Background: Bronchial asthma is a common disease caused by interplay between multiple determinants, including genetic and immune variations.
Objective: To investigate the main indices of humoral and cellular branches of immunity, features of cytokine regulation and cytokine genes in children with atopic bronchial asthma (BA) with different levels of disease control.
Design: Fifty children with controlled BA (CBA) and 50 with uncontrolled BA (UBA) were analyzed. Mean age in the sample was 13.36 ± 2.24 years. A control group of healthy children (n = 50) was also studied. All individuals were Russians (Eastern Slavs) from the Krasnoyarsk Territory, West Siberia. Diagnoses, severity and level of disease control were defined according to the Global Initiative for Asthma (GINA) recommendations. The lymphocytes were counted in blood using fluorescent microscopy. Humoral branch indices and cytokine levels (IL-2, IL-4, IL-10 and TNF-α) in blood serum were measured by ELISA. Genotyping of single-nucleotide polymorphism (SNP) in -590 position of the IL4 and -597 position of the IL10 gene was performed by restriction fragment length analysis.
Results: No statistically significant differences in total IgE and cytokines blood levels were found in CBA and UBA. However, significant differences between the groups were found for CD(3+), CD(4+) and CD(8+) cell counts. The T-590 allele of the IL4 gene, which is responsible for an increased serum level of IL-4, showed a tendency to an association with UBA. A decreased level of IL-10 enhances control over BA, which proves its association with the allelic variant A-597 IL10.

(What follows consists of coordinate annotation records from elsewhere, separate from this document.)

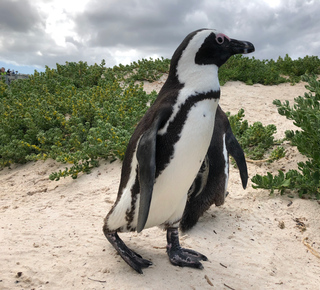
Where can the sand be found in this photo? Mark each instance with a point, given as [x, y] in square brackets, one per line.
[51, 232]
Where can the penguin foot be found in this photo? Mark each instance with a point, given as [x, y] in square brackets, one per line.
[133, 259]
[179, 256]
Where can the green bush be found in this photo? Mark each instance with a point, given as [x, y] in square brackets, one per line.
[255, 139]
[306, 115]
[78, 113]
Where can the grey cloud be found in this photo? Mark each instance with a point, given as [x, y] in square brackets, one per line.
[109, 28]
[18, 16]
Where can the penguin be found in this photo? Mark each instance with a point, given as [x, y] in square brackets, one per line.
[210, 185]
[168, 146]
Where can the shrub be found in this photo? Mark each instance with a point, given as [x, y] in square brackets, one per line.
[306, 115]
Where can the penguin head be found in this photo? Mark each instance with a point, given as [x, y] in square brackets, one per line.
[196, 61]
[217, 48]
[210, 47]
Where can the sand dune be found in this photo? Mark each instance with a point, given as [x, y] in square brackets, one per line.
[51, 232]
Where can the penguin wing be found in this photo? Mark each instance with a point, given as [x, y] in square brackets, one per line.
[235, 150]
[146, 156]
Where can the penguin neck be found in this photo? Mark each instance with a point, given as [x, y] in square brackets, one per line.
[198, 78]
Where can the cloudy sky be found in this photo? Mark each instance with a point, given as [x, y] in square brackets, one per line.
[36, 33]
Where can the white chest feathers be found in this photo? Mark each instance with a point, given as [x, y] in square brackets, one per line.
[172, 185]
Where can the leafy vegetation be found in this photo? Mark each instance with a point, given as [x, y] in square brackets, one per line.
[78, 113]
[69, 114]
[256, 140]
[306, 115]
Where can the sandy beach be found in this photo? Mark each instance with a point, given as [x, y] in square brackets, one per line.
[51, 232]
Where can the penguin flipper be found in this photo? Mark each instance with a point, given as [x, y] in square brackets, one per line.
[235, 150]
[146, 156]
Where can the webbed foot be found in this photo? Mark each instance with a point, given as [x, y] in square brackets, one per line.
[133, 259]
[179, 256]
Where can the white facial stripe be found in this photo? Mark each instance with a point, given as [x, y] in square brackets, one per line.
[196, 78]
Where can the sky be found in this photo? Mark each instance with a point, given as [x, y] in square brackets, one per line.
[39, 33]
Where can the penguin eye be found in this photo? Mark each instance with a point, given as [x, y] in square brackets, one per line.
[220, 37]
[219, 40]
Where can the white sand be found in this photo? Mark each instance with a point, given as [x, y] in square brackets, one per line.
[51, 232]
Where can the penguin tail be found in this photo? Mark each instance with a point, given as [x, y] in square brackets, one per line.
[235, 150]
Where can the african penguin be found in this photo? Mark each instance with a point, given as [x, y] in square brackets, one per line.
[168, 147]
[210, 185]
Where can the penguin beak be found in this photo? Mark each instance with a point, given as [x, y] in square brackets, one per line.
[240, 47]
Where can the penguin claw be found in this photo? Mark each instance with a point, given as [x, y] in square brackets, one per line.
[133, 259]
[186, 258]
[182, 257]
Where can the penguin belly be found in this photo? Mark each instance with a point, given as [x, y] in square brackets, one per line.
[171, 186]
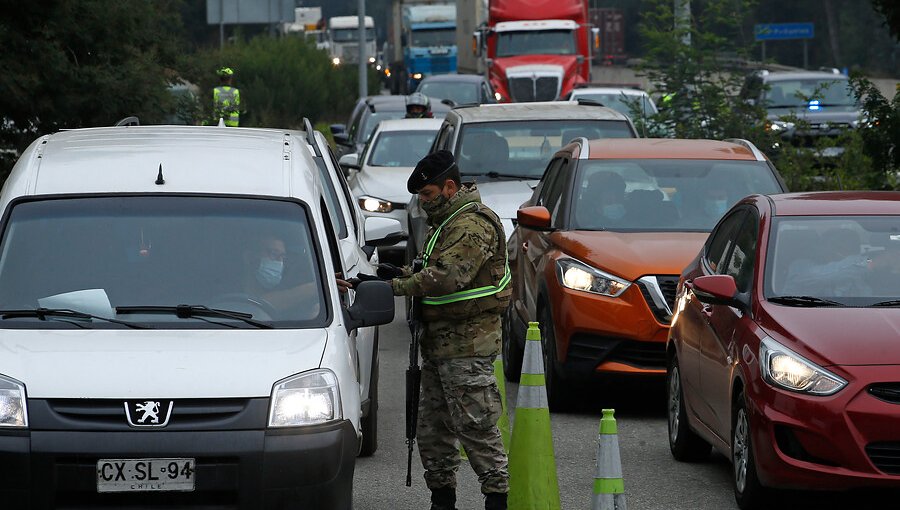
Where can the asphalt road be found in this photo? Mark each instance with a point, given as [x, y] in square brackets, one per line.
[653, 480]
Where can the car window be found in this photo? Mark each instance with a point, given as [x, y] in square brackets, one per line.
[522, 148]
[444, 136]
[743, 253]
[664, 194]
[345, 188]
[335, 211]
[555, 191]
[94, 254]
[399, 148]
[721, 240]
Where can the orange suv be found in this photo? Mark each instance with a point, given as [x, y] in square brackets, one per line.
[598, 249]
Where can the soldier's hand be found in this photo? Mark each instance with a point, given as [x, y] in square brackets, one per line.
[388, 271]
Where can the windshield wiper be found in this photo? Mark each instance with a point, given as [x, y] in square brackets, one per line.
[807, 301]
[196, 311]
[497, 175]
[890, 302]
[65, 313]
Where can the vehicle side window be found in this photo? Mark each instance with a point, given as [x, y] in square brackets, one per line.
[743, 254]
[720, 241]
[342, 180]
[333, 250]
[334, 206]
[443, 139]
[555, 191]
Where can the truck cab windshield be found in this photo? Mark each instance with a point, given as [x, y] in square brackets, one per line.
[128, 257]
[536, 42]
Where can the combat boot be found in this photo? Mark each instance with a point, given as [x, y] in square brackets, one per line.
[495, 501]
[443, 499]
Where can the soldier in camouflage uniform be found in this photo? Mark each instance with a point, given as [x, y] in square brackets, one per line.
[461, 333]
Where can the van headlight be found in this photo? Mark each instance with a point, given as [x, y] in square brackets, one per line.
[305, 399]
[576, 275]
[375, 204]
[12, 403]
[784, 368]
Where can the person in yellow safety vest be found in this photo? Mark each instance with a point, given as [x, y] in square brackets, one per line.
[226, 99]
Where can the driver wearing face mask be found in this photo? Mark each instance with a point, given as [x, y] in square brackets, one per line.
[264, 277]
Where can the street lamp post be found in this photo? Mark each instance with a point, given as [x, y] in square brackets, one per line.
[363, 60]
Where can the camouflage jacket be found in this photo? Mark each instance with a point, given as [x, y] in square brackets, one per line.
[470, 252]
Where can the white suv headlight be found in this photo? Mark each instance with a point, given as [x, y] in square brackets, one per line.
[12, 403]
[576, 275]
[305, 399]
[375, 204]
[784, 368]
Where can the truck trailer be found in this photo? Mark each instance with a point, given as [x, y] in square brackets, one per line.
[343, 39]
[536, 50]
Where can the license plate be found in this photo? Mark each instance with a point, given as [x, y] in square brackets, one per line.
[145, 475]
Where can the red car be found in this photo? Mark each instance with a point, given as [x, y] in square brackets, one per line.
[784, 350]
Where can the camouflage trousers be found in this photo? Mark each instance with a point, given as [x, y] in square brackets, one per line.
[460, 403]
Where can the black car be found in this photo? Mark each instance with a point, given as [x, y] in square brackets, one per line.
[803, 106]
[350, 138]
[459, 88]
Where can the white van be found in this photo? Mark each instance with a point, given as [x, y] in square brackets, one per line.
[171, 331]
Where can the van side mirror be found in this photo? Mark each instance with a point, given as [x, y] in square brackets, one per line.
[373, 306]
[719, 289]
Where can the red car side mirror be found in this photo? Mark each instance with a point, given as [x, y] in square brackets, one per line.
[718, 289]
[536, 217]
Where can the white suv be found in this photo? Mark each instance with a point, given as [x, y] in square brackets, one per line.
[171, 328]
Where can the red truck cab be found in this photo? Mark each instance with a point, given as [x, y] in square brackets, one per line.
[536, 50]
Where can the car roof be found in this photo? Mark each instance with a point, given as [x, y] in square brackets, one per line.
[801, 75]
[542, 110]
[628, 91]
[835, 203]
[668, 148]
[460, 78]
[409, 125]
[194, 159]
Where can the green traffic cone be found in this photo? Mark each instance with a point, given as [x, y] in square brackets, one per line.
[533, 483]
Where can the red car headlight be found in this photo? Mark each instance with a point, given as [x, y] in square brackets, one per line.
[784, 368]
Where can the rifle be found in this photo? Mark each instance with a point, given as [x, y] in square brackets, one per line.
[413, 376]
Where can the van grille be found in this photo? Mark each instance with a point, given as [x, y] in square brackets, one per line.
[885, 456]
[109, 414]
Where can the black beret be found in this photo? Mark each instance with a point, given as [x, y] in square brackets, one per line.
[430, 170]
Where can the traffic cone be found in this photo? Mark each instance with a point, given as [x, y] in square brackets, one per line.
[609, 489]
[503, 422]
[532, 469]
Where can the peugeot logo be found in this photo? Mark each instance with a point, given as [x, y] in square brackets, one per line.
[148, 413]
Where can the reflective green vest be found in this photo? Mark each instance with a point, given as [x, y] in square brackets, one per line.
[465, 295]
[227, 104]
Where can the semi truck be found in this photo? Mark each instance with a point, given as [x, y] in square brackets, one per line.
[343, 39]
[536, 50]
[421, 42]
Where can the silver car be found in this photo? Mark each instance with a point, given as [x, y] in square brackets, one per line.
[377, 177]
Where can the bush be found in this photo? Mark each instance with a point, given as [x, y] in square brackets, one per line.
[281, 81]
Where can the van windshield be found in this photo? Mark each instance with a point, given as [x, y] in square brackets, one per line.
[136, 259]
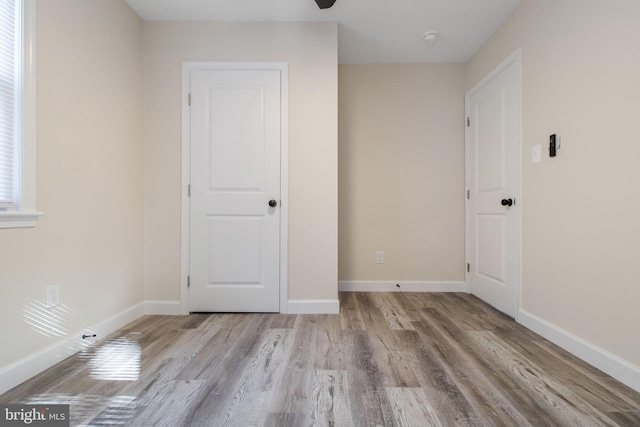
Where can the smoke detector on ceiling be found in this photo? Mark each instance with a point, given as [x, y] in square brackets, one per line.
[430, 36]
[325, 4]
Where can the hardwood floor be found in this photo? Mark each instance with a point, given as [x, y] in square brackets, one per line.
[388, 359]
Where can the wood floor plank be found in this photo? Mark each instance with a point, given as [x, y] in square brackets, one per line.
[330, 350]
[411, 407]
[474, 369]
[376, 323]
[387, 359]
[170, 404]
[620, 391]
[251, 401]
[330, 400]
[293, 393]
[350, 313]
[571, 408]
[392, 311]
[366, 392]
[591, 390]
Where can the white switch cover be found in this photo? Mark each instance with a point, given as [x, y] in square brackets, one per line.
[536, 154]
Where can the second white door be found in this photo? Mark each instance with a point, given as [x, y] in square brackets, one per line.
[494, 180]
[235, 191]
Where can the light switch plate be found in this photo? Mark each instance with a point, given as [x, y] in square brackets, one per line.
[536, 154]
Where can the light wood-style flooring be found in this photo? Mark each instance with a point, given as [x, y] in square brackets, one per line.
[388, 359]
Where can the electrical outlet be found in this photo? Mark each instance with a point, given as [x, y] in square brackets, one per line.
[53, 295]
[536, 154]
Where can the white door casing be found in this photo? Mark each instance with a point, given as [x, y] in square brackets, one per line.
[236, 139]
[493, 183]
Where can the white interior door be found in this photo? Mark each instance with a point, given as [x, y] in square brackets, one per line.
[235, 176]
[493, 248]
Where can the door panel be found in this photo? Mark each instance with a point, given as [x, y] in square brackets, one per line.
[235, 171]
[494, 176]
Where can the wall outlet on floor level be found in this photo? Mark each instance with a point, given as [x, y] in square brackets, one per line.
[53, 295]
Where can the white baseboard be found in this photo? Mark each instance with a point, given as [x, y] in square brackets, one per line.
[620, 369]
[166, 308]
[313, 306]
[404, 286]
[27, 367]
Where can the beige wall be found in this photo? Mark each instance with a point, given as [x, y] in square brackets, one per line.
[311, 51]
[402, 172]
[581, 227]
[89, 176]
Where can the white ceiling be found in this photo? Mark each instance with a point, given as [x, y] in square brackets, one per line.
[370, 31]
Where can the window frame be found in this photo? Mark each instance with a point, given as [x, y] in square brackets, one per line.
[26, 215]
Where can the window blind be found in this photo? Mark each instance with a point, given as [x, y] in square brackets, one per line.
[10, 90]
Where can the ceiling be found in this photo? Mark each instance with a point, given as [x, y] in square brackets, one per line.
[370, 31]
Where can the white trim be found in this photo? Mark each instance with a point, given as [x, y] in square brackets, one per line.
[29, 366]
[620, 369]
[187, 67]
[516, 59]
[313, 306]
[166, 308]
[405, 286]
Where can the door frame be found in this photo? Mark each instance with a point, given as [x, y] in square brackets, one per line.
[515, 59]
[187, 68]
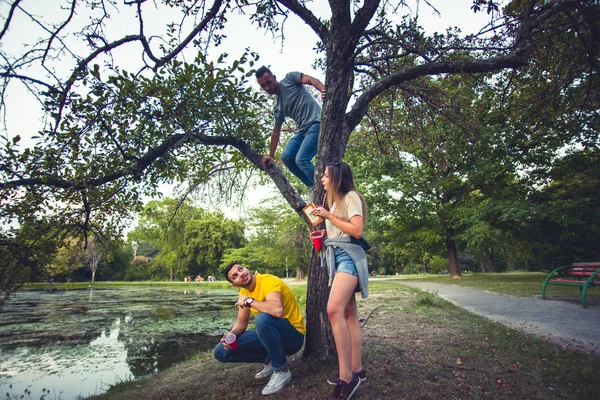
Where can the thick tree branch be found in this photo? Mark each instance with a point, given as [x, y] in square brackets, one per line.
[359, 109]
[159, 62]
[11, 13]
[363, 17]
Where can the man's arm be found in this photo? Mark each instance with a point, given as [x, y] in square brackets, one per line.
[266, 161]
[273, 304]
[241, 324]
[314, 82]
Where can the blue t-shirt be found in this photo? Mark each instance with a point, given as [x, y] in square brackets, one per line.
[296, 102]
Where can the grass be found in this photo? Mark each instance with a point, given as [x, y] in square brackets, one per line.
[520, 284]
[416, 346]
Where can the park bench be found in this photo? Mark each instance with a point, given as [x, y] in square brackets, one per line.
[583, 275]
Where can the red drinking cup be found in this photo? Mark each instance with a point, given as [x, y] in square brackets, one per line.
[317, 239]
[231, 340]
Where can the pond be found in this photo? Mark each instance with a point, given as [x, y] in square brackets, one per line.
[70, 344]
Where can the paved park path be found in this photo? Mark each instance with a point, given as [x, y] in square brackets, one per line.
[561, 321]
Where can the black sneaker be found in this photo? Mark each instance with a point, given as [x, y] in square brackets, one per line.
[344, 391]
[333, 380]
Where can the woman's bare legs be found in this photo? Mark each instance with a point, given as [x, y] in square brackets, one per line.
[353, 323]
[341, 310]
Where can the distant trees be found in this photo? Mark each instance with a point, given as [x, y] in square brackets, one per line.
[278, 242]
[187, 239]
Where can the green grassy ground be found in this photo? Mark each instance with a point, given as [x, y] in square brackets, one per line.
[520, 284]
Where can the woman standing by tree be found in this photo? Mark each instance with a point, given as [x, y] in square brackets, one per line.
[348, 273]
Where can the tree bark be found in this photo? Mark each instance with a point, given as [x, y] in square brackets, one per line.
[319, 338]
[490, 258]
[452, 254]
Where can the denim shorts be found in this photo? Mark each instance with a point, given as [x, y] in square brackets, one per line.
[344, 263]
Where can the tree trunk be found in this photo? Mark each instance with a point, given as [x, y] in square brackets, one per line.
[452, 255]
[299, 272]
[490, 257]
[333, 138]
[319, 338]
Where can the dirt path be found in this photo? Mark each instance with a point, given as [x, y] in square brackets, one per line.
[564, 322]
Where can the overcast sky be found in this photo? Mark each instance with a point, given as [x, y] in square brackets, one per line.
[24, 115]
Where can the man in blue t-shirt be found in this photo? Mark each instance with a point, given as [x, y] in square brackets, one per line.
[296, 102]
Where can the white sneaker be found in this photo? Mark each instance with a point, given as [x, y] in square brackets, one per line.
[265, 373]
[277, 382]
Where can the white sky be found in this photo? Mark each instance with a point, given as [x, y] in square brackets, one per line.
[297, 53]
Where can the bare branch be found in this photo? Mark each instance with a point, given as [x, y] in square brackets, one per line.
[9, 18]
[307, 16]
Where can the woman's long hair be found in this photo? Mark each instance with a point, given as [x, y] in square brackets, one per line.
[341, 182]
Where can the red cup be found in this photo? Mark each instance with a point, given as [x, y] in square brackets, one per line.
[231, 340]
[317, 239]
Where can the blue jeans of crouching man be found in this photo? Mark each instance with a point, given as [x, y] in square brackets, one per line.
[273, 339]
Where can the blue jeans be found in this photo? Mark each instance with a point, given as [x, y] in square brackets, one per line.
[273, 339]
[299, 152]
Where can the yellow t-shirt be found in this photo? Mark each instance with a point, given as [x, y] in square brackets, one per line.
[267, 283]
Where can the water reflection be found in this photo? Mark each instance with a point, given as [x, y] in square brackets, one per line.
[78, 342]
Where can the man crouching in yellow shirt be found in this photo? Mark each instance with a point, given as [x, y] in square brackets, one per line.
[279, 327]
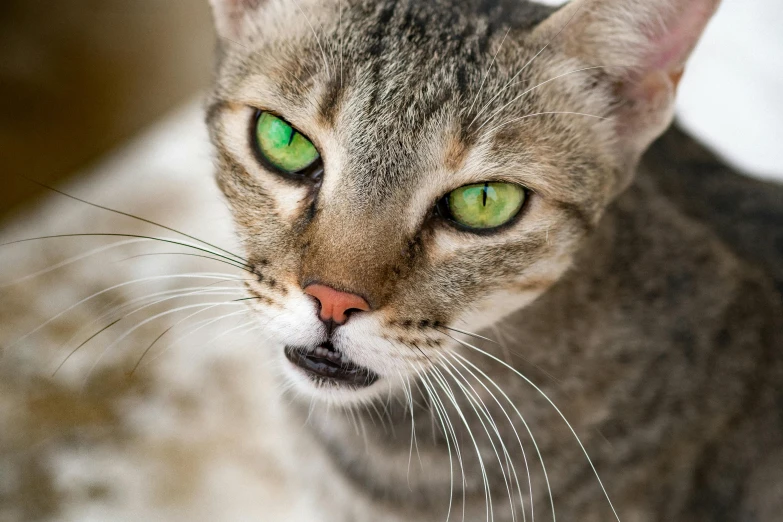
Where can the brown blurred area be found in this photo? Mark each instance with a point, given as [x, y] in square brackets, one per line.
[78, 77]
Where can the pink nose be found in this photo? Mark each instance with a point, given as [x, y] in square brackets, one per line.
[336, 305]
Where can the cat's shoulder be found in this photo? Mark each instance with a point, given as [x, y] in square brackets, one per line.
[745, 213]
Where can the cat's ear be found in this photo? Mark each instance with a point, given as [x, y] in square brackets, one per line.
[231, 16]
[643, 44]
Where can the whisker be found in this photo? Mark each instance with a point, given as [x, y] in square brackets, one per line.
[317, 39]
[71, 354]
[158, 338]
[495, 129]
[230, 263]
[487, 490]
[115, 287]
[247, 268]
[126, 214]
[513, 427]
[70, 261]
[471, 334]
[524, 67]
[531, 89]
[440, 410]
[480, 409]
[129, 332]
[486, 74]
[560, 413]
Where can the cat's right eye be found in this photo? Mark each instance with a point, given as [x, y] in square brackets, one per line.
[484, 206]
[283, 147]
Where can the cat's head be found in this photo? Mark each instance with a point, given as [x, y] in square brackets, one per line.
[401, 169]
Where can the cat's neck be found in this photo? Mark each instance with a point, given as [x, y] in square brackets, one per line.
[612, 345]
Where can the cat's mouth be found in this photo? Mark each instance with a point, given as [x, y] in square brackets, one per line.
[326, 364]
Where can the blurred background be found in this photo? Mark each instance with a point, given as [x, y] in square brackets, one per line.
[80, 77]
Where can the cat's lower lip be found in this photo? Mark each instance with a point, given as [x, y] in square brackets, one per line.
[325, 363]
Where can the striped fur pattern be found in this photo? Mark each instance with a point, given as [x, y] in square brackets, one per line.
[612, 354]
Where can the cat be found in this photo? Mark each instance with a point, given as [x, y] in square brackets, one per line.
[493, 283]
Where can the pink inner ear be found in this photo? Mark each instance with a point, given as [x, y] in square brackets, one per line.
[671, 49]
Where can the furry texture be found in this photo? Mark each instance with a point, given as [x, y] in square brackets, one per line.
[637, 296]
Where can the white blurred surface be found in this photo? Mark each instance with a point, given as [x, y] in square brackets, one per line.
[732, 94]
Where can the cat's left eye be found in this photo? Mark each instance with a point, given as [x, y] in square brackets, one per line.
[483, 206]
[282, 146]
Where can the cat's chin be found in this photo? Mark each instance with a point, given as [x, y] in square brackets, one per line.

Conclusion: Our data show that children with UBA have higher counts of CD(3+) cells and an increase of sub-population of CD(4+)-cells as well as higher levels of IgE, IL-4 and TNF-α in blood serum as compared to CBA. Polymorphisms of the IL4 and IL10 genes are associated with allergic inflammation in UBA.
Keywords: IL-10; IL-4; asthma; cytokine; single-nucleotide polymorphism.